ART SG: From The Land of Gold Below the Winds in the South Seas

Yeo Workshop is pleased to present a curated booth of Singaporean and Southeast Asia-based artists at the inaugural edition of ART SG, the region’s largest art fair, that takes place from 12–15 January 2023 at the Marina Bay Sands Expo and Convention Centre. The roster of artists features Singaporeans Fyerool DarmaWei Leng Tay and Shayne Phua. Artists from across Southeast Asia include Indonesian Maryanto, Bali-based Filippo Sciascia and Citra Sasmita, Thai Santi Wangchuan, Vietnamese-born Quynh Dong, and Burmese Maung Day.

Titled From the Land of Gold Below the Winds in the South Seas, the presentation offers a vision of Southeast Asia that is at once historical, fantastical, surreal, sobering – and, above all, simultaneously self-exoticizing and self-critical. The region has been referred to by names such as the Land of Gold and the Golden Peninsula, the Lands below the Winds, and Nanyang, or the South Seas. The reference to a litany of monikers that conjure the distant and the enchanting suggests the character of the objects in the presentation, a collection of works that are curious, arcane and alien, hybrid things hovering between acknowledgement of sobering realities and manipulation of material fact, between cold-eyed criticality and surreal exoticization. From the Land of Gold Below the Winds in the South Seas adopts a visual mode that is premised on stereotypical notions of Southeast Asian aesthetics: baroque bodies and traditional materialities put together in ways that immediately suggest claustrophobia, disorder, sensorial overload, superstition–reminiscent, perhaps, of marketplaces or sites of folk religion.
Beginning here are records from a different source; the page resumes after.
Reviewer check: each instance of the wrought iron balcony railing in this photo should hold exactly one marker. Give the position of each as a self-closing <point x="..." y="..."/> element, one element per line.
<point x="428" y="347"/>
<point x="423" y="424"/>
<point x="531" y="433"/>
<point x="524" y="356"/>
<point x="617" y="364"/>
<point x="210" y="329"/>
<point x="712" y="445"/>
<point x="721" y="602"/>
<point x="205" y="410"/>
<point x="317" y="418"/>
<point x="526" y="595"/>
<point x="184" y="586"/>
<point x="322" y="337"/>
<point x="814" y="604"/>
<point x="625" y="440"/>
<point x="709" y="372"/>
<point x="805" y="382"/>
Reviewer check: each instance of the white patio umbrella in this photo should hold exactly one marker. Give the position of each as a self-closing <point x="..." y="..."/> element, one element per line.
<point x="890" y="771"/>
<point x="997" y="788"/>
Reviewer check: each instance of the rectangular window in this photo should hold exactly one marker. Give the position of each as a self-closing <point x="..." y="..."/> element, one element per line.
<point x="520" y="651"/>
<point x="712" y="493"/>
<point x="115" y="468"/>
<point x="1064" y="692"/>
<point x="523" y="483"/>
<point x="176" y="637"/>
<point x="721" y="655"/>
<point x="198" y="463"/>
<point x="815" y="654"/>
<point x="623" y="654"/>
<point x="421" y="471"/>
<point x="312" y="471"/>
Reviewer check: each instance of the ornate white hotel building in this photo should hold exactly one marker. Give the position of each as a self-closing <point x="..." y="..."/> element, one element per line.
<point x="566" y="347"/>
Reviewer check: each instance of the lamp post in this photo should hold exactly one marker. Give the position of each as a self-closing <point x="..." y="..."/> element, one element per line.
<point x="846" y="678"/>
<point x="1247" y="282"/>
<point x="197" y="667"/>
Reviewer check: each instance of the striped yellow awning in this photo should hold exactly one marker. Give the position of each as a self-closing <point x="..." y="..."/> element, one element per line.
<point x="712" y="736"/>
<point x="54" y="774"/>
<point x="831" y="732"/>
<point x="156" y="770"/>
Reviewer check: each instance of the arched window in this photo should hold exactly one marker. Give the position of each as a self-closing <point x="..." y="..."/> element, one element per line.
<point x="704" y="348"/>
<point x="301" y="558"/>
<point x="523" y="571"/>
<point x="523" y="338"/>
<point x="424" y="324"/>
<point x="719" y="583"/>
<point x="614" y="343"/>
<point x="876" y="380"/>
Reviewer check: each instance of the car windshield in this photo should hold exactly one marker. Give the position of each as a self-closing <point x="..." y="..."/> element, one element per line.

Curated by independent curator Louis Ho, the presentation fictionalizes the past and rethinks the present of the region in visually, thematically evocative ways.

Examples of works in the presentation include Fyerool Darma’s Kitschmensch with many failed flags of 1963 Maphilindo Confederation (Reworked), a piece of wearable art modelled on a sleeping bag that recalls the popularity of backpacking in Southeast Asia. The suit is a patchwork of textiles that boast anodyne, touristic imagery of the region. Its aesthetics of kitsch and inauthenticity recuperates the largely forgotten Maphilindo entity, a proposed confederation of Malaysia, Philippines and Indonesia that occurred in the 1960s. The deployment of the signifiers of so-called bad taste and mass culture, from cheap fabrics to flat images to low-budget travel, evokes a peculiarly Southeast Asian visual vernacular, as well as its postcolonial imperatives.

A series of images by Indonesian artist Maryanto highlights the exploitative, extractivist relationship between the natural ecosystem and mass tourism in Indonesia, in particular on the islands of Bali, Karimunjawa and Java. In an Indonesian context, tourism is not only defined by the steady stream of international visitors but is increasingly driven by a rapidly growing Indonesian middle-class. Tourist destinations have sprung up all over the country to serve this domestic demand, with natural sites transformed into theme park-like representations of themselves overnight.

Quynh Dong’s video piece, In the Banana Forest, folds together multiple folkloric concepts as well continues her ongoing examination of stereotypes of Vietnamese and Asian cultures. In a scene that is almost dreamlike, gold-green-clad performers sway and dance amongst banana trees, performed by Butoh dancers. This piece combines elements of dance, music, literature, sculpture and painting into an image of stereotypical Asian culture. The composition of the video is inspired by the aesthetics of traditional Vietnamese lacquer paintings, with the artist drawing on the imagery of the banana tree as well as Vietnamese writer Nguyen Tuan’s novel “Vang bóng một thời” (“Echo and Shadow Upon a Time”).

The presentation is an attempt to framework an otherwise disparate set of artistic practices and priorities into a new mode of seeing and sensing Southeast Asia, an experiment in self-definition through the amplification of essentialized, exoticized tropes.